Così viene tradotto in napoletano il detto francese “Après Paque est fète encore”.
I Napoletani, si sa, hanno subito in epoche diverse la dominazione francese, ma il francese lo utilizzano a modo loro. La parola Pasqua ha una derivazione complessa, che dopo aver coinvolto l’ebraico biblico, l’aramaico e il greco, arriva alla Pèsach o Pesah (Pasqua ebraica, che dura otto giorni – sette ad Israele -) che ricorda la liberazione del popolo ebraico dall’Egitto e il suo esodo verso la Terra Promessa.
Il nome latino Pascha, evoca anche la liberazione dalla schiavitù in Egitto degli Ebrei, che, fuggendo, per sette si nutrirono con pane di spighe d’orzo raccolte lungo il percorso e non lievitate (ancora oggi festeggiato come <Festa dei Pani Azzimi).
La pesach segna il principio della primavera, è una delle tre “feste di pellegrinaggio” (Chag haaviv, losh e Sukkot) ed è anche chiamata, cioè, “festa della primavera”. La spiegazione? Gesù era l’ebreo di Nazareth e osservava le feste del calendario ebraico come tutti gli ebrei del suo tempo, per questo motivo, la Pasqua ebraica e la Pasqua cristiana hanno molti punti in comune tra di loro.
Gesù salì a Gerusalemme al tempo della Pasqua e la sua ultima cena con i discepoli è descritta nei vangeli sinottici come una cena pasquale. Il sacrificio dell’agnello pasquale ha delle connessioni con la sua morte sulla croce (in modo particolare nel Vangelo di San Giovanni): secondo la Bibbia, gli Ebrei furono incaricati di sacrificare un agnello e utilizzare il suo sangue per pennellare gli stipiti delle porte in modo che le forze del bene potessero oltrepassarle senza fermarsi. Simbolicamente, Cristo è diventato l’Agnello immolato per salvare l’umanità dai suoi peccati.
I Napoletani, dopo i festeggiamenti pasquali, festeggiano la Pasquetta che dovrebbe ricordare l’incontro dell’angelo con le donne giunte al sepolcro. Ma, in realtà, oggi ben pochi lo sanno: la Pasquetta, è soltanto un giorno festivo che si trascorre all’aria aperta, in modo libero e allegro.

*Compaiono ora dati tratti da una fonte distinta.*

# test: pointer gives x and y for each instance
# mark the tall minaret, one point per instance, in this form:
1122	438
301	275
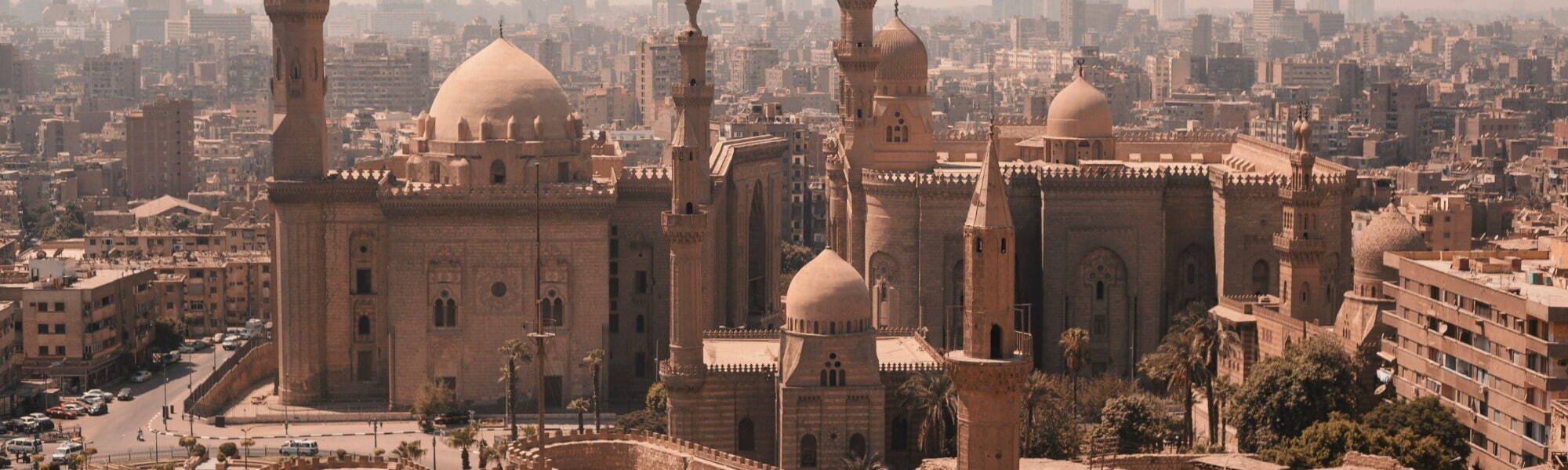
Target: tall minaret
858	58
299	193
992	367
1301	250
688	226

Invece, il detto “Aroppo Pasqua fete ancora“, a Napoli indica soltanto una data, oltre la quale chi non è una persona corretta continua ad esserlo (fete ancora), diventando insopportabile. Si gioca sull’equivoco tra il termine “fête“, che assume il significato di puzza, (dal latino “foetēre“, puzzare): in sostanza, la festa continua, ma all’aria aperta.
E… se piove?? Aspettammo ca schiove, tanto … è fète encore!